Par ailleurs, un groupe de travail franco-allemand sur la souveraineté numérique a été lancé. Il doit définir des “indicateurs de souveraineté” pour le cloud, l’IA ou la cybersécurité, et proposer des mesures concrètes. Les résultats sont attendus pour le Conseil des ministres franco-allemand de 2026. Ce cadre peut structurer la stratégie, mais son efficacité dépendra de la mise en œuvre concrète.

L’IA : levier d’innovation, mais terrain géopolitique

L’un des axes les plus ambitieux du sommet concerne l’intelligence artificielle d’avant-garde. France et Allemagne veulent encourager un “modèle européen d’IA”, combinant financements publics et partenariats privé-public. L’objectif : des technologies de rupture, mais compatibles avec les valeurs européennes.
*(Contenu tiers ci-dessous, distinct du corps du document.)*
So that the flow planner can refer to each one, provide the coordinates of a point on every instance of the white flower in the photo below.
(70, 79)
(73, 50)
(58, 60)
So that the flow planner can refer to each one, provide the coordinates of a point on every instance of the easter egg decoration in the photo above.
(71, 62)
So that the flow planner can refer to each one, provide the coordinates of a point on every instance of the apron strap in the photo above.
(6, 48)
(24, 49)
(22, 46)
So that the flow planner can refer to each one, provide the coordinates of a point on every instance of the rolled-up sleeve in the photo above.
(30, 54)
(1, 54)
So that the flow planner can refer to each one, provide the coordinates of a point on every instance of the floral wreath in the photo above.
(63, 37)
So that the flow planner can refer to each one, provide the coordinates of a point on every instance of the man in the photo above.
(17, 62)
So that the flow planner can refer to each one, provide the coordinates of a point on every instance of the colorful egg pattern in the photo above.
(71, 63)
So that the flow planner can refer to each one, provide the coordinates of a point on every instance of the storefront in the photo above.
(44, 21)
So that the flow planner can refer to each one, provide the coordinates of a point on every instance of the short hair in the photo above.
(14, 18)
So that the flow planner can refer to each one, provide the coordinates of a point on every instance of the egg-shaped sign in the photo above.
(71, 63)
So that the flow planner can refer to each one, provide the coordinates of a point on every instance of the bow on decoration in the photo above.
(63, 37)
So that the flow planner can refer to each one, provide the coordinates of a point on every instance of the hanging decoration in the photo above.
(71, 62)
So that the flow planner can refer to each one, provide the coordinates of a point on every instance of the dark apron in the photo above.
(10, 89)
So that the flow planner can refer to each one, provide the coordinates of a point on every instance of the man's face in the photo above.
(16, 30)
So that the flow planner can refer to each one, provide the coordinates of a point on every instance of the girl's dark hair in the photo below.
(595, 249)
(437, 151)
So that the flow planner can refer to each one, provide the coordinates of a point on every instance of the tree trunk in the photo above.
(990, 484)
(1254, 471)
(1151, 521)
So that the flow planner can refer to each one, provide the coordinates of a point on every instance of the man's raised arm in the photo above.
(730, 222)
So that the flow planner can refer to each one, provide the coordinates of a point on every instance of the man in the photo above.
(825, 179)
Pour le chancelier Friedrich Merz, ce sommet est un moment clé : « Nous ne devons pas céder le champ numérique aux superpuissances », a-t-il averti, évoquant la concurrence croissante des États-Unis et de la Chine. Selon lui, l’avenir se joue dans la capacité de l’Europe à produire et réguler ses propres technologies plutôt qu’à en dépendre.

Le président français Emmanuel Macron partage cette vision, mais il met en garde : “La coopération transfrontalière n’est pas seulement une aspiration, mais un impératif stratégique.” Les annonces d’investissements de 12 milliards d’euros entre entreprises françaises et allemandes ont été saluées, mais certains analystes restent prudents : sans une vraie politique industrielle européenne, ces promesses pourraient rester symboliques.

Souveraineté à quel prix ?

Malgré les ambitions, le sommet suscite des critiques. Certains observateurs doutent que les investissements annoncés suffisent à rattraper le retard face aux géants du cloud. Le financement privé de l’IA et des centres de données européens sera clé, mais il pourrait aussi amplifier les inégalités entre grands groupes et petites start-up.

D’autres alertent sur les risques de dérégulation : simplifier les normes pour stimuler l’innovation peut creuser un fossé entre la protection des données et la flexibilité commerciale. Enfin, bâtir une souveraineté numérique européenne exige une coordination politique ambitieuse et des financements durables : sans cela, le sommet pourrait rester une déclaration de principe plus qu’un véritable tournant stratégique.

Vers une Europe numérique plus autonome…

Le Sommet de Berlin marque un pas important vers une Europe numérique plus autonome, mais il reste beaucoup à faire pour que ces ambitions se transforment en infrastructures concrètes et en technologies “européennes”.